The girl jumped forward with a device that probably had some purpose or another and also probably would have made Nigel drool, but to Matt it just looked like a really fancy remote for a TV set. A silvery-blue light came out one end and she carefully tilted and moved the remote control until he'd been completely bathed by the freaky light, and then turned around and started clattering away on a computer. He waited a moment, but that seemed to be it, since she didn't look back up and Jack had wandered away (distracted by either another shiny object or the archivist; Matt wasn't sure which).
Oh well. He could always just follow Owen around and annoy him. It'd make him feel right at home, it would.

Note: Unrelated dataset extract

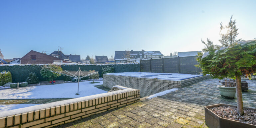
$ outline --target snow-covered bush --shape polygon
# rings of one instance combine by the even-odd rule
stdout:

It only took about five minutes of Matt following him around and asking 'Why?' or 'What's that do?' to everything before Owen snapped. “I've got paperwork to do!” he snapped. “You can go bother Gwen, it's not like that woman ever has actual work to do,” he suggested ever-so thoughtfully.

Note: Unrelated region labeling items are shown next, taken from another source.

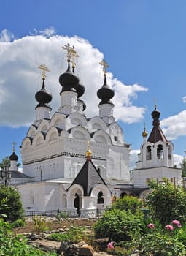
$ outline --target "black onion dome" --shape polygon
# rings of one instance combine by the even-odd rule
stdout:
[[[160,118],[160,111],[158,111],[157,109],[156,109],[156,106],[155,107],[155,110],[154,111],[152,112],[151,113],[152,118],[153,118],[153,123],[152,124],[153,125],[159,125],[160,124],[160,120],[159,120],[159,118]]]
[[[76,88],[80,82],[79,78],[70,70],[70,64],[67,70],[59,77],[59,83],[63,87],[62,91],[71,91]]]
[[[81,96],[84,94],[85,91],[85,88],[82,83],[79,83],[76,87],[76,91],[77,92],[77,98],[80,98]]]
[[[99,103],[99,105],[105,103],[113,105],[110,99],[114,97],[115,91],[107,85],[106,75],[104,76],[104,83],[103,86],[97,91],[97,95],[98,97],[101,99],[101,102]]]
[[[43,79],[42,88],[36,93],[35,98],[39,102],[37,107],[47,106],[47,103],[50,102],[53,99],[51,93],[45,89],[44,79]]]
[[[9,160],[10,161],[18,161],[18,157],[17,156],[15,152],[13,152],[11,156],[9,156]]]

“You know,” Matt started thoughtfully before Gwen could protest Owen's words, “I'm often called a self-centered, sexist, smart-ass. But two out of three ain't bad.”
Despite (or maybe because of) the occasional shared glance of sexual tension (hello, he was friends with Woody Hoyt, one-half of the poster couple for unresolved sexual tension in relationships), the Gwen chick with the large gap between her two front teeth chortled happily at the insult. She was kind of annoying. Actually, she reminded him very strongly of Jordan Cavanaugh – even in England, he couldn't escape annoying brunettes.

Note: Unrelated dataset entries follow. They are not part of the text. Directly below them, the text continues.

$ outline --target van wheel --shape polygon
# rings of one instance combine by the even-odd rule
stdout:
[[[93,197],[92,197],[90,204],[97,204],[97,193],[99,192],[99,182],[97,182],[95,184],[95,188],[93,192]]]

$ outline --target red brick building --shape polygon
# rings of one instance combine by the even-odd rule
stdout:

Owen puffed up in response to both Matt's words and Gwen's response. “Hey! I-” he paused suddenly. “Which of those aren't I?”
Matt smirked evilly. “The last one. I don't have any evidence one way or the other about your ass.”
And again, before it got anywhere good, Jack reappeared with the cute Asian chick and a frown on his face. Matt was not a big fan of frowning. It usually meant that something happened that he wasn't going to like.
“Got some bad news for you, Matt,” Jack started off, with an attempt at a grin. Matt ignored the fact that the guy had actually called him Matt; he'd been 'Seely' since high school. Jack nodded at the Asian chick – Toshiko, he thought her name was – who then started to babble something about... okay, Matt couldn't even pretend like he knew what she was talking about.
Owen obviously recognized the symptoms of technobabble-coma, because he interrupted Toshiko with a smirk that, Matt was coming to realize, was his typical expression. “She means that somehow you managed to not just fall through a rip in space, but also a rip in dimensions.” Off of Matt's blank expression, he sighed and added, “ You're from a different reality than this one.”
“And,” Jack's voice interrupted quietly, “That means we can't take you back to your life.”